The main question: Is there any reason why you can't convert a pressurised basket into an unpressurised basket by drilling a few holes through the lower skin (the one with the single pinhole in it)? It's even got some nice dimples to guide the drill bit!

The other question: Does anyone know of an unpressurised basket that *definitely* works with the Dualit Espressivo.

The long backstory: I've just bought a Dualit Espressivo to replace a basic Krups machine that put in about 8 years of doughty service. I went for the Dualit because it was the only budget machine that I could find with a decent length steel steam wand. The red version (only £99 at Debenhams) also matches my kitchen (yeah, I know) and I like their toasters and grinder.

The moment I looked at the filter baskets I thought there was something odd about them, but I wasn't aware of the concept of pressurised baskets until I did a bit of research after the purchase. It took about 7 years to get my espresso up to scratch and my milk frothed decently so I have no desire to have to find a new optimum setup. Nor, living in a hard water area, do have any desire to wait for the day when it clogs up. So I'm after a way of reverting to an unpressurised basket and a decent grind and tamp (see questions above).

On a side note I think it's quite disengenuous of Dualit not to put anything on the packaging or the instructions (which can be downloaded online) about the "need" for filter papers to prolong the life of the filter baskets. In all the years of using my Krups it never occurred to me that filter baskets would have a limited life. This is a serious design compromise and it's telling that they give no hint of it until you open the packaging.


----------



## skenno (Oct 14, 2012)

I think it's a 51mm basket. I remember seeing this link from another forum saying that this 'would be' a perfect fit - if you can find one!...

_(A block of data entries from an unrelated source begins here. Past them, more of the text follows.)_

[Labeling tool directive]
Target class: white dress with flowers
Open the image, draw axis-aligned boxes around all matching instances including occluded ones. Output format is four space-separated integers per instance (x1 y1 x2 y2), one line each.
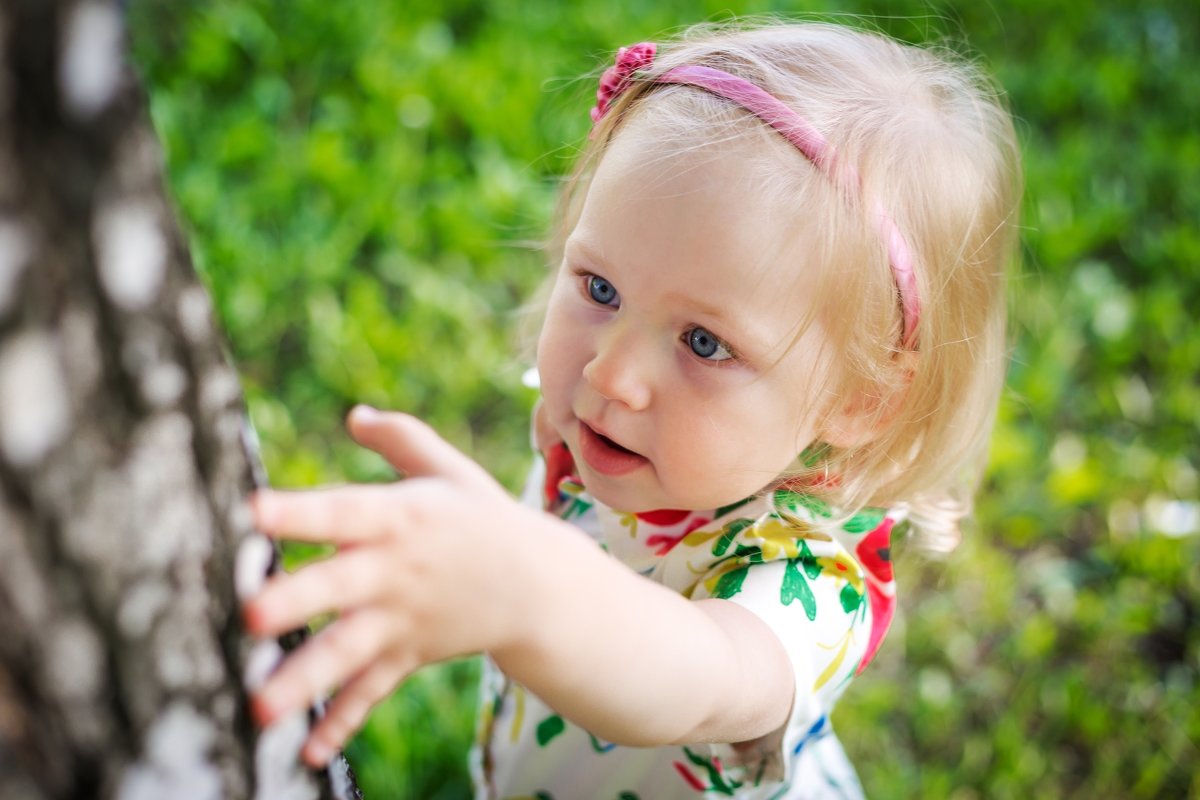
472 445 898 800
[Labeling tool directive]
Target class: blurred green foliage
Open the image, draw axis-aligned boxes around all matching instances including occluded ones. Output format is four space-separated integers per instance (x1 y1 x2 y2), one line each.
130 0 1200 800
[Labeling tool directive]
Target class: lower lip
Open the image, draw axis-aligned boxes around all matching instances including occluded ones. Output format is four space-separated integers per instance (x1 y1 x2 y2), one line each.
580 422 648 477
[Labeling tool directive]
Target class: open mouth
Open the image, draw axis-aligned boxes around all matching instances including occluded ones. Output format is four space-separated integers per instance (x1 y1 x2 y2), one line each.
580 422 648 477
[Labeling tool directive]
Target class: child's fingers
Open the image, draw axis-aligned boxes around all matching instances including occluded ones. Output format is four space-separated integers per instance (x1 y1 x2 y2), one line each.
304 661 404 768
242 551 384 637
250 486 396 545
253 612 386 727
347 405 491 483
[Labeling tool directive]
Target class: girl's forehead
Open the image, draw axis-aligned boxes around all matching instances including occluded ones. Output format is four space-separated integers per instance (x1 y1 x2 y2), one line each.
568 127 814 351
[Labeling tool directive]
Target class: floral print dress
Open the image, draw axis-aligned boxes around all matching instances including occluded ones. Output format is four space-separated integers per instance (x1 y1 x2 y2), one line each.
472 445 899 800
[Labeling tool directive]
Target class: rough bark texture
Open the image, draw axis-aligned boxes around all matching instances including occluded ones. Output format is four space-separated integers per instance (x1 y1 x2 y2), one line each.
0 0 356 800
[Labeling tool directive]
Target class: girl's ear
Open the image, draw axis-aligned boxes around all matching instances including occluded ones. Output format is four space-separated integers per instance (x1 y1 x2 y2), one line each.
818 350 919 450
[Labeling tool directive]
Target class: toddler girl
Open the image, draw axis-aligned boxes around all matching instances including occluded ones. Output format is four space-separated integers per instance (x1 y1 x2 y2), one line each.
246 18 1019 800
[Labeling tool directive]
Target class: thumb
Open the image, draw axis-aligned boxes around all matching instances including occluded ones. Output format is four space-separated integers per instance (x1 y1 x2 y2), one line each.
346 405 494 485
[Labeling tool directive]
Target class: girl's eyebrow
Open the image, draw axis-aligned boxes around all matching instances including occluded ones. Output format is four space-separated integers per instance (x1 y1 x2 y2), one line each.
664 291 773 355
563 234 781 355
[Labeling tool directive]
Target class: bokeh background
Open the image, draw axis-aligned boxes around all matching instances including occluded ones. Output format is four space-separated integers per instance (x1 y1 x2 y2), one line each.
128 0 1200 800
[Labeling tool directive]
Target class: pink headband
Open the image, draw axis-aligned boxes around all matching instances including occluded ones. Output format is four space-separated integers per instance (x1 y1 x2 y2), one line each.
592 42 920 350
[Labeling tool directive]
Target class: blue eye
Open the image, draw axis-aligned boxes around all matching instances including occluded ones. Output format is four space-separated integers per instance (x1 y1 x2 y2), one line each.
684 327 733 361
588 275 620 306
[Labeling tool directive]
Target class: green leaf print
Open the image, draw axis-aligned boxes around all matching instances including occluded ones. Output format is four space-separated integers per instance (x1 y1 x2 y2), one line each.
713 566 750 600
799 541 821 581
683 747 742 798
839 583 863 614
779 553 820 620
733 545 763 564
841 509 884 534
538 714 566 747
713 519 754 557
775 489 833 518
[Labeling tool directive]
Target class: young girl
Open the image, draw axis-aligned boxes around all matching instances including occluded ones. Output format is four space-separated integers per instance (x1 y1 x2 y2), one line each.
246 18 1019 800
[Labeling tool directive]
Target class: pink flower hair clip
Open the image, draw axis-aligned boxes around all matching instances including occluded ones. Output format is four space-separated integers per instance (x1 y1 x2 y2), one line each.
592 42 658 125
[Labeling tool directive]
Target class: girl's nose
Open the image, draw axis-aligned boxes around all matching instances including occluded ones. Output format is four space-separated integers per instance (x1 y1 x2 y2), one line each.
583 330 653 411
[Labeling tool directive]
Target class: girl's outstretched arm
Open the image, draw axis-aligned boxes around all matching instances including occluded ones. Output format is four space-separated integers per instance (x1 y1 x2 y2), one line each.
245 407 793 765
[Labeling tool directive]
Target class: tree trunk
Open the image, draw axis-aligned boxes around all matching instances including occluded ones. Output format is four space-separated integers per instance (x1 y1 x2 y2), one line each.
0 0 358 800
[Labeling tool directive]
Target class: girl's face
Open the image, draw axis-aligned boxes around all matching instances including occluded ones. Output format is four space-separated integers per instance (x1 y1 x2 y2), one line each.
538 126 840 512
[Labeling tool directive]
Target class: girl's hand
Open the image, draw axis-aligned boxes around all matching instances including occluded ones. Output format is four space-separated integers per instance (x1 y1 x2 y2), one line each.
244 407 530 766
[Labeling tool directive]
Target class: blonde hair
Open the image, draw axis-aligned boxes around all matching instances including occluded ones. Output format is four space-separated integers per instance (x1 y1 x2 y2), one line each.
540 23 1021 549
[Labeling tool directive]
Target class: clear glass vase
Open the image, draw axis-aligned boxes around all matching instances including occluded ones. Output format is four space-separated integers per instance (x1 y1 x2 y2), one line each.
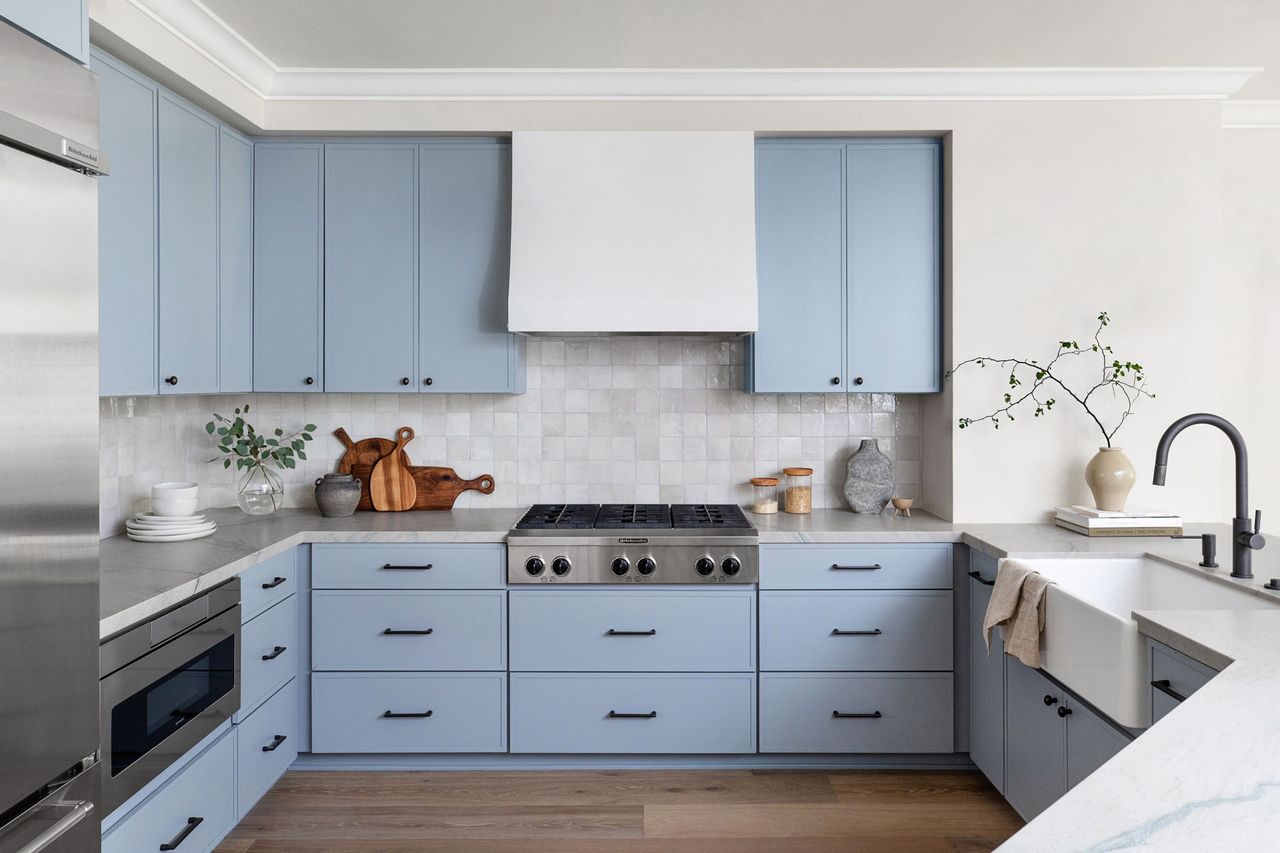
236 465 284 515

http://www.seattlecoffeegear.com/non-pressurized-basket-upgrade-for-breville-delonghi-espresso-machines

Failing that you could maybe cut away the whole of the botom layer of the pressurised basket?


----------



## flimflam_machine (Nov 21, 2012)

skenno said:


> I think it's a 51mm basket. I remember seeing this link from another forum saying that this 'would be' a perfect fit - if you can find one!...
> 
> http://www.seattlecoffeegear.com/non-pressurized-basket-upgrade-for-breville-delonghi-espresso-machines
> 
> Failing that you could maybe cut away the whole of the botom layer of the pressurised basket?


My calipers say 51mm internal diameter, 52.5mm external and about 24mm deep. Are basket sizes usually quoted internal or external?

Thanks for the pointer, if they restock I might well get one. Alternatively I wonder if this would fit.


----------



## espressotechno (Apr 11, 2011)

The smallest filter basket I've come across is La Spaziale @ 51mm id x 53mm od.


----------